Life
    Money

    Will British markets have a Brexit bounce?

    30 December 2020

    Remember the ‘Boris bounce’? A year ago investors were wallowing in the Conservatives’ 80 seat majority at the general election. Brexit, finally, appeared to be settled, the threat of a Corbynite raid on the economy over.  UK markets briefly seemed attractive again. Then came the New Year – and Covid 19. No stock markets survived the initial plunge as economies were put in suspension. Yet when they bounced again from late March onwards the UK market was left behind like a burst beach ball. The FTSE 100 is still down for the year by 13.2 per cent, while the DAX is up by 3.6 per cent, the S&P500 by 15.3 per cent and the Nikkei enjoying a less-mentioned boom of 15.7 per cent.

    Look at those figures in isolation and you would think that Covid-19 was a purely British disease, which had ravaged London, threatened to spread to the Continent without having yet done so and left the rest of the world untouched. True, at one stage in the spring, Britain was suffering especially badly, but it is no longer possible to say that now. If the FTSE has underperformed this year it has to be down to something else.
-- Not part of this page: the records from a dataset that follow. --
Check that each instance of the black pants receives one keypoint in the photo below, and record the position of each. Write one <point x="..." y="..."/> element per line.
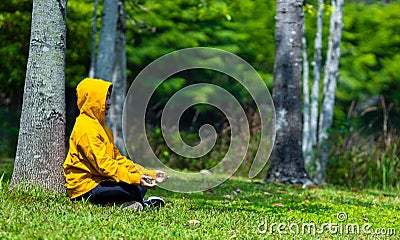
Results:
<point x="114" y="192"/>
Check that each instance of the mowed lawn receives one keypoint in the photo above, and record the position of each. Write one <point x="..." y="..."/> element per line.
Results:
<point x="238" y="209"/>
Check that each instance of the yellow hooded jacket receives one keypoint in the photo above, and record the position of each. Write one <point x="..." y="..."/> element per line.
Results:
<point x="93" y="156"/>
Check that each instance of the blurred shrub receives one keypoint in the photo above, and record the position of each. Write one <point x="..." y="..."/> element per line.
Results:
<point x="365" y="161"/>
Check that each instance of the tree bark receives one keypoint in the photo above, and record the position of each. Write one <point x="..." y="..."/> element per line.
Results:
<point x="287" y="162"/>
<point x="41" y="141"/>
<point x="330" y="79"/>
<point x="119" y="80"/>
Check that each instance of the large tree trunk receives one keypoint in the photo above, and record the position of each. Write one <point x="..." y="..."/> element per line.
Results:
<point x="330" y="79"/>
<point x="287" y="162"/>
<point x="41" y="141"/>
<point x="119" y="79"/>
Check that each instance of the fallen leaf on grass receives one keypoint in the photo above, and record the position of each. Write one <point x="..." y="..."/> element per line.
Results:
<point x="229" y="196"/>
<point x="278" y="205"/>
<point x="194" y="221"/>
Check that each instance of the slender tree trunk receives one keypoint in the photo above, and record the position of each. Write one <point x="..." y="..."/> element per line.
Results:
<point x="119" y="79"/>
<point x="330" y="79"/>
<point x="287" y="162"/>
<point x="316" y="82"/>
<point x="92" y="69"/>
<point x="41" y="141"/>
<point x="306" y="98"/>
<point x="105" y="55"/>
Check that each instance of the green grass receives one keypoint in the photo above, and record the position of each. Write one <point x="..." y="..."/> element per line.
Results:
<point x="254" y="212"/>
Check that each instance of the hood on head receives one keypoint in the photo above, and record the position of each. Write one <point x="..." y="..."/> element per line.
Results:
<point x="92" y="94"/>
The domination of the FTSE100 by oil shares hasn’t helped, but there is far more obvious reason: it dawned on investors that Brexit wasn’t really sorted out at the end of 2019 at all. The idea that a UK-EU trade deal would be a formality turned out to be somewhat wide of the mark. We spent much of the latter half of this year facing a ‘no deal’ exit, this time from the transitional arrangements. There is nothing markets like less than uncertainty.
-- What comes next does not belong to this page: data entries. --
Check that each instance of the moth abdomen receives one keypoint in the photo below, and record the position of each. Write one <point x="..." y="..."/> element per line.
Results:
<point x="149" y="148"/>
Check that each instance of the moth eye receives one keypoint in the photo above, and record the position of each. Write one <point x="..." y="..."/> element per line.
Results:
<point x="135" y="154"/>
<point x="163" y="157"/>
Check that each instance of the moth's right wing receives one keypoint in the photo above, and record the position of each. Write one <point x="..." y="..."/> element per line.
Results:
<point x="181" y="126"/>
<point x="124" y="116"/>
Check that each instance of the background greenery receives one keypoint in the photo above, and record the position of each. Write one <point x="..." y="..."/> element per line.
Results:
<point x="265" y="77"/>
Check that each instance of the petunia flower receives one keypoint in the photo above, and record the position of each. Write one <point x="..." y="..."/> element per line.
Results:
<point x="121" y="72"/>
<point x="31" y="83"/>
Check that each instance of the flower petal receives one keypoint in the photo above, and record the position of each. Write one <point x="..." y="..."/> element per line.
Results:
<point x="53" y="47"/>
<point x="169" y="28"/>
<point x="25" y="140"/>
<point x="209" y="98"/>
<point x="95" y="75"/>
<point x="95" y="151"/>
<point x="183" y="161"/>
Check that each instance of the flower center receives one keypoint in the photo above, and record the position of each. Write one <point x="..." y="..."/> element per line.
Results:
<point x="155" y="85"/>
    With a deal now done, markets have enjoyed a Boris Bounce mark 2 this week – in spite of a surge in Covid infections and the growing likelihood of a third national lockdown. Markets are well and truly in relief mode – not to mention their being drunk on quantitative easing. There is great optimism that 2021 will be the year when the FTSE100 finally recovers its lost ground. Perhaps, but then again perhaps not. Trouble is that the FTSE 100’s problems go back far further than the past year, and far further back than Brexit. It has been a serial under-performer all century.    Since 2000 the Nikkei is up 20 per cent, the DAX has doubled and the S&P 500 is up fivefold. The FTSE 100, by contrast, is still lower than it was on the last day of last century. It has failed to provide a positive return over 20 years – quite a feat.

    Yet you would have to be an unfortunate investor in UK markets to have done as badly as the FTSE100 over the past two decades (although you could have achieved it easily enough by the simple expedient of buying a FTSE100 tracker fund).   The FTSE 250 has trebled in that timeframe.  Over the past year, the FTSE250 is down, but only by around seven per cent, half its bigger cousin’s fall.    The FTSE100 has been dragged down over the years partly as a result of being dominated by some sectors which have done especially poorly in recent years, such as oil, partly thanks to the lack of big UK technology companies, and partly due to how it is put together. It is constantly picking up over-valued FTSE250 companies, waiting for them to plunge and then discarding them. The popularity of tracker funds is part of the problem: if a share is scooped up by the FTSE tracker funds will have to buy it whether they like it or not.

    UK markets have certainly suffered from the uncertainty of Brexit. Now the future of Britain’s relationship with the EU has been largely sorted, they ought to do better – although there are bound to be hiccups along the way. The proof of the pudding will be when the UK government dares to change a regulation or two.   Will the EU rush to impose tariffs, as the agreement allows if Britain adopts what can be deemed to be lower regulatory standards? Or will it prove tolerant, so long as the UK government doesn’t legislate, say, to allow small boys to be sent up chimneys?

    But there is a parallel lesson: don’t use the FTSE100 to judge the performance of the UK markets, still less the UK economy. It is a dog of a stock market index.      Brexit or no Brexit, there is no reason not to invest in UK shares. But just don’t buy a FTSE100 tracker.